I finally got round to looking under my car last night, and found that the track rod arms ARE installed into the top of the steering arms. I guess they could be shimmed upwards to reduce bump steer but to be honest the arms don't look out of parallel enough to create a huge amount of bump steer. What using lower springs does do is to lower the front end roll centre which is bad news. So I agree with Tony, a chrome bumber cross member is the best way to go on the front. How are you doing with your front suspension mods Tony? Can you really just bolt up a chrome bumber cross member and shim the rack so it doen't foul? From peering under my car it looks like the rack would then miss the hole in the engine mounting point.

Philip Shingler

The cb crossmember combo with the rb steering rack will interfere with the motormount on the steering side. In my car I built new mounts for a 300zx engine, however it looks like the existing mount could be modified to clear the steering shaft in its new higher position. I don't know how the rb steering rack could be mounted on the cb xmember without substantial modification. I put 5/8" box tubing on top of the cb steering rack mounts which allowed the rack to be mounted farther forward to accomadate the longer steering shaft. The mounts slope downward so that just extending the mounts forward also lowers the position of the steering rack in relation to the suspension.
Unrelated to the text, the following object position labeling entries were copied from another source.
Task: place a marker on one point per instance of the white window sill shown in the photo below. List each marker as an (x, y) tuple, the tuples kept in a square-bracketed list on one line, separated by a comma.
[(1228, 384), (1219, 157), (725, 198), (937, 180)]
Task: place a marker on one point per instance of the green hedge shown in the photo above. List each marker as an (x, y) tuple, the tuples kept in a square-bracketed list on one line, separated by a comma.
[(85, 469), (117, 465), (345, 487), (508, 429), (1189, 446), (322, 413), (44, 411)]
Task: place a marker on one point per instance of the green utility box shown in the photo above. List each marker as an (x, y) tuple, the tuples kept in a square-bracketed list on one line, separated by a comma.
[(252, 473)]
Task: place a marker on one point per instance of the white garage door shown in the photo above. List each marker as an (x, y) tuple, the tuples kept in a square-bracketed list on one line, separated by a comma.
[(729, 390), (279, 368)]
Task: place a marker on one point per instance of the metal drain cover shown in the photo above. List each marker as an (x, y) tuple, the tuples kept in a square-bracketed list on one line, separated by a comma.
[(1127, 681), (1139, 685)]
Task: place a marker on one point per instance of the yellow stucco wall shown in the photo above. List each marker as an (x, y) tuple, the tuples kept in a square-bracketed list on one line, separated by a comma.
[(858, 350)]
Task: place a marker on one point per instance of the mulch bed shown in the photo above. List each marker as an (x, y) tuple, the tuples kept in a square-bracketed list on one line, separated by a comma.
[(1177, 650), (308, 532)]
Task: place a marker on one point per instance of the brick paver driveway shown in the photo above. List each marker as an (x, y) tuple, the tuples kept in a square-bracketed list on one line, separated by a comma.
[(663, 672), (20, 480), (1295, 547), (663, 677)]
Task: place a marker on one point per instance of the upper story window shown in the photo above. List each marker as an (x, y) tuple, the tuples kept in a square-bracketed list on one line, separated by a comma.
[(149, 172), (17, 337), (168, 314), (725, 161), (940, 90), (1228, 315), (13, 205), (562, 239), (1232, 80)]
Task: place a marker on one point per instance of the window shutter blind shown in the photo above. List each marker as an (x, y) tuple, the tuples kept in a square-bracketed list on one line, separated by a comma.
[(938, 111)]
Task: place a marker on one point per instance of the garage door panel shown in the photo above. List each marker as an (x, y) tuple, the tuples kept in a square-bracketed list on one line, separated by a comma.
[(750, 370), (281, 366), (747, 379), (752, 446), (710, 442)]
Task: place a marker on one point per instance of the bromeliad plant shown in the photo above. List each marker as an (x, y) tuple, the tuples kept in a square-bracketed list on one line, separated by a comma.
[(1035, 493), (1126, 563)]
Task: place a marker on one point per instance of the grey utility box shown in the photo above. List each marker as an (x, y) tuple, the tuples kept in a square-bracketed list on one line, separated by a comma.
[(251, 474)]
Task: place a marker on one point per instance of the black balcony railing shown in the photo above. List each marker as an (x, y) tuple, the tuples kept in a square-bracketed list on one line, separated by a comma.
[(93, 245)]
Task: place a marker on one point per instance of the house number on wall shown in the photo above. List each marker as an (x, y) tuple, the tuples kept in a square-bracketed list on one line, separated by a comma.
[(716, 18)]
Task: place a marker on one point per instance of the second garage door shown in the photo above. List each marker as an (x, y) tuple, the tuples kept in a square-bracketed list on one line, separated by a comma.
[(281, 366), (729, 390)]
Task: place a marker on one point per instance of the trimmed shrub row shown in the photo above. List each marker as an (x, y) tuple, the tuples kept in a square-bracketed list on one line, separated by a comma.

The 5/8" tube while extending the mounts forward also raises the mount back up to original cb height so the tie rods are parallel to to the A arms.
Barry Parkinson

Phillip/Barry.....I bolted the chrome beam under the car & then mounted a rubber was binding against the top of the motor mount where the pinion shaft went through & was too high for the opening in the firewall...I loosened the rack & started tilting it until I found the center of the hole in the firewall (where it aligned w/column..oh, I'm using a '67 column in my '77 body so have modified hole in firewall to take mounting points for '67 column)....stuck some temporary shims under rack & checked clearance inside motor problem there either....measured the angle of offset & took rack to machine shop to have them machine back side of mounting points to fit that angle...suppose I could have used the shims indefinitely but machine shop (they're having fun w/my car...right now, they're trying to figure out how to mount TF hub caps on Nissan 200SX wheels!!) isn't that expensive & it is more permanent.